Sang Penakluk Angin Puncak Angkuh Diselimuti Salju 1764kata 2026-02-07 23:56:28

Tiba-tiba Lin Peng teringat sesuatu, ia menyeringai dan berkata, “Bagaimana kalau kita berlomba? Siapa yang paling dulu sampai ke gerbang gunung di atas.”

Beberapa orang mengangguk setuju. Sebenarnya, daripada disebut lomba, Lin Peng lebih ingin memanfaatkan anak tangga batu ini untuk menstimulasi latihan di Dantian. Maka, mereka pun mulai menaiki tangga satu demi satu sambil mengalirkan Qi Xuan. Namun, Bai Mo tidak ikut bersama mereka. Saat Lin Peng dan yang lain mengalirkan Qi Xuan, Bai Mo malah melompat ke atas pohon, lalu melompat-lompat dari satu pohon ke pohon lainnya.
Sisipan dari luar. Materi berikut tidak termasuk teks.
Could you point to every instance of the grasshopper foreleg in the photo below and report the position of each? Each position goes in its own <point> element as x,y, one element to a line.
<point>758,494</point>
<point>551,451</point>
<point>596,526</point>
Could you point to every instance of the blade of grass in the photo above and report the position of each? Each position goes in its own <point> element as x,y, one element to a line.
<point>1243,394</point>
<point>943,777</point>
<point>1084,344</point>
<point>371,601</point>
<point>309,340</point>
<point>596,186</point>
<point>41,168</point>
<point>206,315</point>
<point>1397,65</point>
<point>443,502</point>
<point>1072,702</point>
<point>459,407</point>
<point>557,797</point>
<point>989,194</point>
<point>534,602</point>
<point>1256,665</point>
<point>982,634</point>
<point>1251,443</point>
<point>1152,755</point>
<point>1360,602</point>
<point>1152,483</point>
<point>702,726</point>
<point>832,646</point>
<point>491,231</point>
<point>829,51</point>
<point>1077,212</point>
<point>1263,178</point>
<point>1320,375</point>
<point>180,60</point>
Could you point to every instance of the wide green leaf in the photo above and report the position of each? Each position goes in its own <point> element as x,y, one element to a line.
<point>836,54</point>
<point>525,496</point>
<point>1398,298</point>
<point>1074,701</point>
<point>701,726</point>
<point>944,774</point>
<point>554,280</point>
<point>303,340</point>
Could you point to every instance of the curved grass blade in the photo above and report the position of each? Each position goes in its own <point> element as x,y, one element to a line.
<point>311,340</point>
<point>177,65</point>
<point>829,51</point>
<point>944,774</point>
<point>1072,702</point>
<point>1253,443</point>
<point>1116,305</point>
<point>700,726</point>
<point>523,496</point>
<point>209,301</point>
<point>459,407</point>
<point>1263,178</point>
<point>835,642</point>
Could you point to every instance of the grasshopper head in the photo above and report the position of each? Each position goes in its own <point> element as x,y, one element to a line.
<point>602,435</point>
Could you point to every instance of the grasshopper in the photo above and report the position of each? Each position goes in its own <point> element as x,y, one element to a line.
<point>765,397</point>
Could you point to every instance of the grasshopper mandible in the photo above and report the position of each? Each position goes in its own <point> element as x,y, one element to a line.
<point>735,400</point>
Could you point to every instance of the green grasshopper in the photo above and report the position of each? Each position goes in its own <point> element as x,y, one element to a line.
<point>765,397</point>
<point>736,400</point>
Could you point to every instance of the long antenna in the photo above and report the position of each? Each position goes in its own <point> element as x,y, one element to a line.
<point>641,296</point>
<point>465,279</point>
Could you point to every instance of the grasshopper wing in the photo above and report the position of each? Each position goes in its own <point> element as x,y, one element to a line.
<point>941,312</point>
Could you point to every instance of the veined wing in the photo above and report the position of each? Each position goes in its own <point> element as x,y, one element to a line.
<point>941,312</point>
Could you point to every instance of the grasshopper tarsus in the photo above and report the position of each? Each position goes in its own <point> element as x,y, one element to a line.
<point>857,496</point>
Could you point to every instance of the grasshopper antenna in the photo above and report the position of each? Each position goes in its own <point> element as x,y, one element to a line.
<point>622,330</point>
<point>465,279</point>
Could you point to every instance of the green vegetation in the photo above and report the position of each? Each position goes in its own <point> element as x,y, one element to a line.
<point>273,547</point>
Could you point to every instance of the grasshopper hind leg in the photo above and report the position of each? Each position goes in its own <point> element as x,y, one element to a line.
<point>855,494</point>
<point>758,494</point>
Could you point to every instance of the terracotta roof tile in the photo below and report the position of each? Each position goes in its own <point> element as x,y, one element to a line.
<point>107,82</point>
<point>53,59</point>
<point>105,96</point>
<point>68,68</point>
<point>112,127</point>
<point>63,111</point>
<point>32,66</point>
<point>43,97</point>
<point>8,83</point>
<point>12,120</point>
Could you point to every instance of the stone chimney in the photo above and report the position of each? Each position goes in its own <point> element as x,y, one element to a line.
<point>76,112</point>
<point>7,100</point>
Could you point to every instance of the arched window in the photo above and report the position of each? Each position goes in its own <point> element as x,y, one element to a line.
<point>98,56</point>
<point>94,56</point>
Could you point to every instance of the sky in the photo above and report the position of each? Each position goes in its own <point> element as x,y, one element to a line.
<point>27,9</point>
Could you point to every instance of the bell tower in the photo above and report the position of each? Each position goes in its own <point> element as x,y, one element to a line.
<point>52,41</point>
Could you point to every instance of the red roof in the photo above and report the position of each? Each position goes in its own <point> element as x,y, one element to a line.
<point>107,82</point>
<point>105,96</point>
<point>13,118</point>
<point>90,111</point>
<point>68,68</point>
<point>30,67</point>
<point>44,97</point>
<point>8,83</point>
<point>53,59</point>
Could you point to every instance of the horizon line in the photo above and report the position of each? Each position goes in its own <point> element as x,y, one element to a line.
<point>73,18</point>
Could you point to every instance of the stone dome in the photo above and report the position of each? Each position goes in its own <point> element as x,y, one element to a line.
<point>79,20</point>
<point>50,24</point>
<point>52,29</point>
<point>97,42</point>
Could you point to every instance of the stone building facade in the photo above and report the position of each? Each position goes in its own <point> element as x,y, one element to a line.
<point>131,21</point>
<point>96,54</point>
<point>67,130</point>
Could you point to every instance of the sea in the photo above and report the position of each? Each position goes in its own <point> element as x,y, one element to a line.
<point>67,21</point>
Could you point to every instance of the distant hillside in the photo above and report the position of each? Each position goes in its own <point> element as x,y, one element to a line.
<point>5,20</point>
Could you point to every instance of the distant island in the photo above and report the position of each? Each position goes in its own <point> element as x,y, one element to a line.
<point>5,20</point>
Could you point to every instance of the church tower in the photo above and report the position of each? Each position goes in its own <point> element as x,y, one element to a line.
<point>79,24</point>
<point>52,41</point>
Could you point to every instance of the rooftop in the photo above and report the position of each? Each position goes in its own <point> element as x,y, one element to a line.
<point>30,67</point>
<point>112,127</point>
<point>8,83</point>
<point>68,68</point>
Namun, yang membuat Lin Peng heran adalah Bo Yu. Ternyata dia juga bisa mengalirkan Qi Xuan, yang berarti ia seorang Xuan Zhe. Lin Peng tak bisa menahan kekagumannya; kota Fu ini benar-benar tanah yang subur, sampai-sampai Xuan Zhe sudah menjadi hal biasa di sini.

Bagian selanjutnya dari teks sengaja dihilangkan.